Mozilla's 3 Big Bets To Keep the Web Open
GMGruman writes "Savio Rodrigues writes that Google's latest agreement with Mozilla will ironically fund three new areas of competition between Google and Mozilla — areas that users and open source advocates should cheer on as they will make the Web both better and more open. The alternative, he says, is more control by the likes of Google, Facebook, and Apple."
What Google and Mozilla declined to disclose, reports AllThingsD's Kara Swisher, is that Google will pay just under $300 million per year to be the default choice in Mozillla's Firefox browser, a huge jump from its previous arrangement, due to competing interest from both Yahoo and Microsoft. Sources said this total amount - just under $1 billion - was the minimum revenue guarantee for delivering search queries garnered from consumers using Firefox. Google's main rival in the bid, sources said, was Microsoft's Bing search service."

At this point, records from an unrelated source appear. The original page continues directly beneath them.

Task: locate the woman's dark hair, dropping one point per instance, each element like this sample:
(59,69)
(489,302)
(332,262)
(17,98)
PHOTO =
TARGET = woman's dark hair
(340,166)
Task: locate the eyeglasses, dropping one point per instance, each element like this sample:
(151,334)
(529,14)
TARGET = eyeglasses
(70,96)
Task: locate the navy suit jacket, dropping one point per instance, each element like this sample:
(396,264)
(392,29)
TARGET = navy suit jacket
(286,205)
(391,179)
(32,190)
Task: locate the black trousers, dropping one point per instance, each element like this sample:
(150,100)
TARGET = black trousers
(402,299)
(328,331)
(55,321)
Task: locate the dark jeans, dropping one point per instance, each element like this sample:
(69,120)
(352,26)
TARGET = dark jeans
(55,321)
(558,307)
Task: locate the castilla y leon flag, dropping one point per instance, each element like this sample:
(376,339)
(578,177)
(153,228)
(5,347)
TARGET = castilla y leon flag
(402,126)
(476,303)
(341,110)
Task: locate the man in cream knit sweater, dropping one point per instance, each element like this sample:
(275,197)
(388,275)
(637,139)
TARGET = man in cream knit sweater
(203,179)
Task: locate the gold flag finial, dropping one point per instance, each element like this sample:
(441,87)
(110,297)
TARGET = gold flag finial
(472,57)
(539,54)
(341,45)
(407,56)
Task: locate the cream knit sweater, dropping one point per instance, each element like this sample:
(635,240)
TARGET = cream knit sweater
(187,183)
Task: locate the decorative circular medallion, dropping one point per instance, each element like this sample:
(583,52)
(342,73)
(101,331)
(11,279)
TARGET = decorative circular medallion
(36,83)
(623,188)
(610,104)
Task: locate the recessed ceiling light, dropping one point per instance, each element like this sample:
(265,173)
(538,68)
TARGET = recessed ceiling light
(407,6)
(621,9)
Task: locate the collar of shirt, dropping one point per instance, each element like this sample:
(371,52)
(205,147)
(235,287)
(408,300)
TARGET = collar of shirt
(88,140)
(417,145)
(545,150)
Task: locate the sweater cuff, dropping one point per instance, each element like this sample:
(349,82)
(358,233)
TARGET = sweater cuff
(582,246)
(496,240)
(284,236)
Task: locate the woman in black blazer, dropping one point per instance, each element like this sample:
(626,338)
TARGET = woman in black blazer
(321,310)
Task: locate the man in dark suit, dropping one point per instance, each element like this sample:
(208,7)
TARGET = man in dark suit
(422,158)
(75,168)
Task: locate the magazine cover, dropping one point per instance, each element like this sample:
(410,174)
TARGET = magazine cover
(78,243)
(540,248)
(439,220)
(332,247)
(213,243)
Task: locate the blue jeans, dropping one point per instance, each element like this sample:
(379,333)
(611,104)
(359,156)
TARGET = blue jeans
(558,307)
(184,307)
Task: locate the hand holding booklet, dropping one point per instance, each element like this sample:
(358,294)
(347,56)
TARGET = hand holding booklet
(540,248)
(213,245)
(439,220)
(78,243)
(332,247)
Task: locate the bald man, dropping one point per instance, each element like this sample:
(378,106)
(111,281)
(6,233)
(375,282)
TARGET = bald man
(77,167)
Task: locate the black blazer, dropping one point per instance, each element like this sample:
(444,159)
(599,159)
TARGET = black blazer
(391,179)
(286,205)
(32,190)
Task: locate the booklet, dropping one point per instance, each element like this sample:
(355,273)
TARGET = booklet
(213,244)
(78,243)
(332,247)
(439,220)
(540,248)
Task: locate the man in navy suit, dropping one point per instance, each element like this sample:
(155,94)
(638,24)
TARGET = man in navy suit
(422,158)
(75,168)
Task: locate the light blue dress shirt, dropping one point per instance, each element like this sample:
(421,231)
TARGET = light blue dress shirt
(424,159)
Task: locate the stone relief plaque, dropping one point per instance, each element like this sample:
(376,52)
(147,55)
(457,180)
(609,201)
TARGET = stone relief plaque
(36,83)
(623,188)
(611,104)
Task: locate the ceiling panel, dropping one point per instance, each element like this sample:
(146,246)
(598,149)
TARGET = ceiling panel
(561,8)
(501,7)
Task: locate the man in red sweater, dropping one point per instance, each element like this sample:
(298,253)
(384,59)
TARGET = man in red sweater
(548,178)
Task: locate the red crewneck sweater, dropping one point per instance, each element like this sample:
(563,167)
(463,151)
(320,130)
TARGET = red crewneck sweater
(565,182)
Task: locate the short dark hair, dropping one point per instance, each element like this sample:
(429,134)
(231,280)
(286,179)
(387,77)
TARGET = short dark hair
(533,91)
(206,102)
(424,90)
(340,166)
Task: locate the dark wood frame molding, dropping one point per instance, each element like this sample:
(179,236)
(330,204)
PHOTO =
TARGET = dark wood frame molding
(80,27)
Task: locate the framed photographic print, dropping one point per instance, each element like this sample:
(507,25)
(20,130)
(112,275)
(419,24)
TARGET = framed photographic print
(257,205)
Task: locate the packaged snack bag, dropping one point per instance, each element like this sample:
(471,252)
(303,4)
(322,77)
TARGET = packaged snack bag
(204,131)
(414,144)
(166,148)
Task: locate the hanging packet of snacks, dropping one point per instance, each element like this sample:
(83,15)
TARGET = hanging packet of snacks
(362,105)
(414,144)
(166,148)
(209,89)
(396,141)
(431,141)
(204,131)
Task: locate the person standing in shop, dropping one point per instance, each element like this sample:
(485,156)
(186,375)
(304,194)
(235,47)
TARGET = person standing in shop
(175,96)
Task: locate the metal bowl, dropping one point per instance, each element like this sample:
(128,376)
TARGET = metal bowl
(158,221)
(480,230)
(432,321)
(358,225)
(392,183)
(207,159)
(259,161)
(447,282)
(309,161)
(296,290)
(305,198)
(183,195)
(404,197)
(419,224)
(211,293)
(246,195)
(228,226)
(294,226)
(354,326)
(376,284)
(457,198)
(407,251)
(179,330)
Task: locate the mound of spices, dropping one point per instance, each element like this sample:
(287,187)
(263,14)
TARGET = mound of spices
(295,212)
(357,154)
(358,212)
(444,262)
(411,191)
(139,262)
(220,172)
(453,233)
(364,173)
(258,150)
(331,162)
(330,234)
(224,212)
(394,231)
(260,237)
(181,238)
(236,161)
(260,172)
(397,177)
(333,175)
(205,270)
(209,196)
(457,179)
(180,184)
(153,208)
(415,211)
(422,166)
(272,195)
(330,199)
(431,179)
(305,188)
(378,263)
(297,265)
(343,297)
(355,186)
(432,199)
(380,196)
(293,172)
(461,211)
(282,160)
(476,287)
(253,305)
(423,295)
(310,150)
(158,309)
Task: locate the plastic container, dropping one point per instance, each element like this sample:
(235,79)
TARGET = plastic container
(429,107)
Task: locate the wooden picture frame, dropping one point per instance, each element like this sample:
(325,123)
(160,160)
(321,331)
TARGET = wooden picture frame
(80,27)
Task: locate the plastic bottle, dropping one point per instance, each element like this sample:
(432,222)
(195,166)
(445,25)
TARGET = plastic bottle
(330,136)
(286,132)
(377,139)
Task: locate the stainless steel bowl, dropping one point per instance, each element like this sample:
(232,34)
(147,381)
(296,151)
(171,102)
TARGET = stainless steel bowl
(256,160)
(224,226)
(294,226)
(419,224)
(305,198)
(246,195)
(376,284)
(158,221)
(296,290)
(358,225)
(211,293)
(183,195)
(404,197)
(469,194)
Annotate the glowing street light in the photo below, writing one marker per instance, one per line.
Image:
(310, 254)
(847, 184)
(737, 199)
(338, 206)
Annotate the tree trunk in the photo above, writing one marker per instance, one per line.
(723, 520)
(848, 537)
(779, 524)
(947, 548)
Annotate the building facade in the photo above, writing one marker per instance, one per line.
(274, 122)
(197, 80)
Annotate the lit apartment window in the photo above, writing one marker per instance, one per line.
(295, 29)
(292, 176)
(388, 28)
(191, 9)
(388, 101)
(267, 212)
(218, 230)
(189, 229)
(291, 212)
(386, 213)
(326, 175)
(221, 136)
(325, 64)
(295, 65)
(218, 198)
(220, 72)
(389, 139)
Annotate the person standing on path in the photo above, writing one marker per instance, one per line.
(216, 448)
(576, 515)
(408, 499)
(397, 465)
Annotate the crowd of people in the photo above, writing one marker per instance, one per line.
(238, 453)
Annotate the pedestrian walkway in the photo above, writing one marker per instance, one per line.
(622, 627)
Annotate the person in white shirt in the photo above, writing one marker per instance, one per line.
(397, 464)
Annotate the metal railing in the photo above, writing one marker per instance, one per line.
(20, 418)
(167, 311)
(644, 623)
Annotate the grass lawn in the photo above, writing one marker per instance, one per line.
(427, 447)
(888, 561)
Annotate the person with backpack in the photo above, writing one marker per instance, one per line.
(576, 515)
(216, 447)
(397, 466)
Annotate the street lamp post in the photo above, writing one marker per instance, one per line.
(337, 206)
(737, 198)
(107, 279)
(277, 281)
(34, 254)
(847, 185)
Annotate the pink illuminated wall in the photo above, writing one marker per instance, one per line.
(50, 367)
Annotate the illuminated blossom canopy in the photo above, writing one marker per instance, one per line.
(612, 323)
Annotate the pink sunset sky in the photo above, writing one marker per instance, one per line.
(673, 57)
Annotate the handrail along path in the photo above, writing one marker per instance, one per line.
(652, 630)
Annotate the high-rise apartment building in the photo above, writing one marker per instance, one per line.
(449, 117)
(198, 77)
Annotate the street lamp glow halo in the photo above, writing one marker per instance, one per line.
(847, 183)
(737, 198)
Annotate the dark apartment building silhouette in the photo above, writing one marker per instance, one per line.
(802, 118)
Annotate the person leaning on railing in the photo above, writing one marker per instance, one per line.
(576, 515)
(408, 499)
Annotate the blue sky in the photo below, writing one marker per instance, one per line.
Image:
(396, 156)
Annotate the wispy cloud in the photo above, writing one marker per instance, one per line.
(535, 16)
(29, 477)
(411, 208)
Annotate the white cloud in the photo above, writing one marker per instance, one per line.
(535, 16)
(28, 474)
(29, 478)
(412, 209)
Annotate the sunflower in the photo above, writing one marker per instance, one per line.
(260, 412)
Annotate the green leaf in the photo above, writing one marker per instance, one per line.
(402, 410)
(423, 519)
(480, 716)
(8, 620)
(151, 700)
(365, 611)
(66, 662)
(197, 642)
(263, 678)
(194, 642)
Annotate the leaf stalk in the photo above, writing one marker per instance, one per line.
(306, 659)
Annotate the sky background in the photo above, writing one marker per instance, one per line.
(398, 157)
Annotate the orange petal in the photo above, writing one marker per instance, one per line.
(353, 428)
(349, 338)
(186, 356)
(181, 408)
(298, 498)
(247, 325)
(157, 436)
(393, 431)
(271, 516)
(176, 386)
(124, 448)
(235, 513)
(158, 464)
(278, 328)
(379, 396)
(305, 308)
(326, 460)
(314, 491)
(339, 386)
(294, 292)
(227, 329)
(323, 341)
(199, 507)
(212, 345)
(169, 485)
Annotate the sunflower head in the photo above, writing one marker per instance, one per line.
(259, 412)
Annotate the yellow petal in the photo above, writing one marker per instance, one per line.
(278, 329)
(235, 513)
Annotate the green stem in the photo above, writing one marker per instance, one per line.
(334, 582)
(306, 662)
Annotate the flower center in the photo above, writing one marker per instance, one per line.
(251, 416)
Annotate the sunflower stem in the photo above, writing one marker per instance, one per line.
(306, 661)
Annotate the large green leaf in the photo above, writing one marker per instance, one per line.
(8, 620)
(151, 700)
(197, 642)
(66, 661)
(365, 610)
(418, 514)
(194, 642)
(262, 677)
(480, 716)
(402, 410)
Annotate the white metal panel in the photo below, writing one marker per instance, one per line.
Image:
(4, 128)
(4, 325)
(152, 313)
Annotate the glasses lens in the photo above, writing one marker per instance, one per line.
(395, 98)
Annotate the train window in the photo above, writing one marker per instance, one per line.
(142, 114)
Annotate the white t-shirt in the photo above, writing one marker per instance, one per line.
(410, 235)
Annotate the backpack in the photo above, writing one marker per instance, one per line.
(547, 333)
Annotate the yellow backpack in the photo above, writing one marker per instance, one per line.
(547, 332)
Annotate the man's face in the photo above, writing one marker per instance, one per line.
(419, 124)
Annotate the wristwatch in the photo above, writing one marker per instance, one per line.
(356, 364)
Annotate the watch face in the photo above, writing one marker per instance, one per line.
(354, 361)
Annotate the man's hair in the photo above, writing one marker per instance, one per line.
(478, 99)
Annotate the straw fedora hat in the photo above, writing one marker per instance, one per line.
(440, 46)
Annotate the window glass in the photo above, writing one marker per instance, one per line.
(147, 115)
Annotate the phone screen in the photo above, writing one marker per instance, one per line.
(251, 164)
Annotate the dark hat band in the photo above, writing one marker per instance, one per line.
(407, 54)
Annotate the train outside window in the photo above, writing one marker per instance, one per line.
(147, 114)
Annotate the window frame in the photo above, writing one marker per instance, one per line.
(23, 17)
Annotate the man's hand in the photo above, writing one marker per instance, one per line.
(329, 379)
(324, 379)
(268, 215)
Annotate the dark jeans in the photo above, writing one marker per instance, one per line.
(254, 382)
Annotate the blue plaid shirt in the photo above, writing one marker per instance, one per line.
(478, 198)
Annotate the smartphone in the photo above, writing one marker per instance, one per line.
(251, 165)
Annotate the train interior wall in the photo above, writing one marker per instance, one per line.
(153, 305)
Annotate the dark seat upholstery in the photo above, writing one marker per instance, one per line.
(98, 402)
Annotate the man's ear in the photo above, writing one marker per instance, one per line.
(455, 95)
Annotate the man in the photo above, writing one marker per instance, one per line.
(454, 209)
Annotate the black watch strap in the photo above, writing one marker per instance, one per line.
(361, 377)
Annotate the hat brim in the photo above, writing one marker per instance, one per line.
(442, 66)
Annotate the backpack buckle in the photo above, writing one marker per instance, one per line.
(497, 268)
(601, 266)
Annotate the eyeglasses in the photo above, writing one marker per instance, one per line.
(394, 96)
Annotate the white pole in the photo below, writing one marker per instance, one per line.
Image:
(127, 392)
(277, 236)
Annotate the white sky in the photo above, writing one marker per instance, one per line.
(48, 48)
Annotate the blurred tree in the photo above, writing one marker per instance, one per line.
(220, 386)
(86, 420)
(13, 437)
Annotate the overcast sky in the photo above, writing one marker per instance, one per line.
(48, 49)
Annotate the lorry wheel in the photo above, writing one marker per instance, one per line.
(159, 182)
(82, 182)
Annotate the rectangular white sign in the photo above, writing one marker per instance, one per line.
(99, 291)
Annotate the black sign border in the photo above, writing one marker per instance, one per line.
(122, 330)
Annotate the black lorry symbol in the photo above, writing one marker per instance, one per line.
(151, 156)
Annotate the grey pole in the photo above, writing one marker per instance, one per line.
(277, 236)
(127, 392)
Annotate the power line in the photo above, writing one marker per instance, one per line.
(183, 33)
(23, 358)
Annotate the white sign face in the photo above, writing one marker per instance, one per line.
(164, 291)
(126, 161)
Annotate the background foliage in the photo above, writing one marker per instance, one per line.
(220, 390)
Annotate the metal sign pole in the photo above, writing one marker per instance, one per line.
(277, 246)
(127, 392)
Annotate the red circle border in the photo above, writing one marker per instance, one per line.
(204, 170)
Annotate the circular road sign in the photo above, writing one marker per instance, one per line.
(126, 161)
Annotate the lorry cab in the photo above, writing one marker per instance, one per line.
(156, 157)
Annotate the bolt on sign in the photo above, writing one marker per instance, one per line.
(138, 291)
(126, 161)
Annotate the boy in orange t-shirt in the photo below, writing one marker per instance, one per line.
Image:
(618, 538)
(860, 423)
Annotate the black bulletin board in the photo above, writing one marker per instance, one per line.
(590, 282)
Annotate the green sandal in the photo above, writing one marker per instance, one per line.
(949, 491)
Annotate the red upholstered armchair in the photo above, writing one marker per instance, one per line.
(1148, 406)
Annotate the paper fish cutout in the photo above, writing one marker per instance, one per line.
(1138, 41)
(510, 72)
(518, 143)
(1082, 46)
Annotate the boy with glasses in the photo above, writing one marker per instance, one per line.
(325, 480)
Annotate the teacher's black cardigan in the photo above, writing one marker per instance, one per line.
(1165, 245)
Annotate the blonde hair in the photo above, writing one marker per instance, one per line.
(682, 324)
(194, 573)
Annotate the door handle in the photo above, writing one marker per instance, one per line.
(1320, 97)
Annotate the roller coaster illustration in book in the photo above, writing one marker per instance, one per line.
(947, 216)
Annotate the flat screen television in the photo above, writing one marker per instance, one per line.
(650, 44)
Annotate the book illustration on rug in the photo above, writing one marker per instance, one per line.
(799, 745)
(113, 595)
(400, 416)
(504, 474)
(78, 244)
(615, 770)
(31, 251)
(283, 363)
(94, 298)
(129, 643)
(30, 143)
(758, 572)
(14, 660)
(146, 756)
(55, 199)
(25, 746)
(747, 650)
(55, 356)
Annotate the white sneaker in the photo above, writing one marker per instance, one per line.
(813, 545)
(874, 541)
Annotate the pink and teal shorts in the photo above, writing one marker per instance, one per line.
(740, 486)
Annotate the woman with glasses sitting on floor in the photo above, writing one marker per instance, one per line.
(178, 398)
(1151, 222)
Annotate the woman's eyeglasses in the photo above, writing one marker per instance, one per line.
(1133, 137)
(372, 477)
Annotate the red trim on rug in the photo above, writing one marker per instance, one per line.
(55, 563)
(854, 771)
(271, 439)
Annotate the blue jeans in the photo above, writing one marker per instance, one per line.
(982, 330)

It's not quite as simple as that. A better bulleted list would be:
1. An alternative to the proprietary mobile stacks which control the full vertical from hardware to app stores. An open Web stack based on real standards.
2. An alternative to Facebook Connect, Sign in with Twitter, and Google Accounts. A web-wide ID system that doesn't depend on one particular provider.
3. A set of standards for Web applications discovery, monitization, and installation and an implementation that will work across all platforms.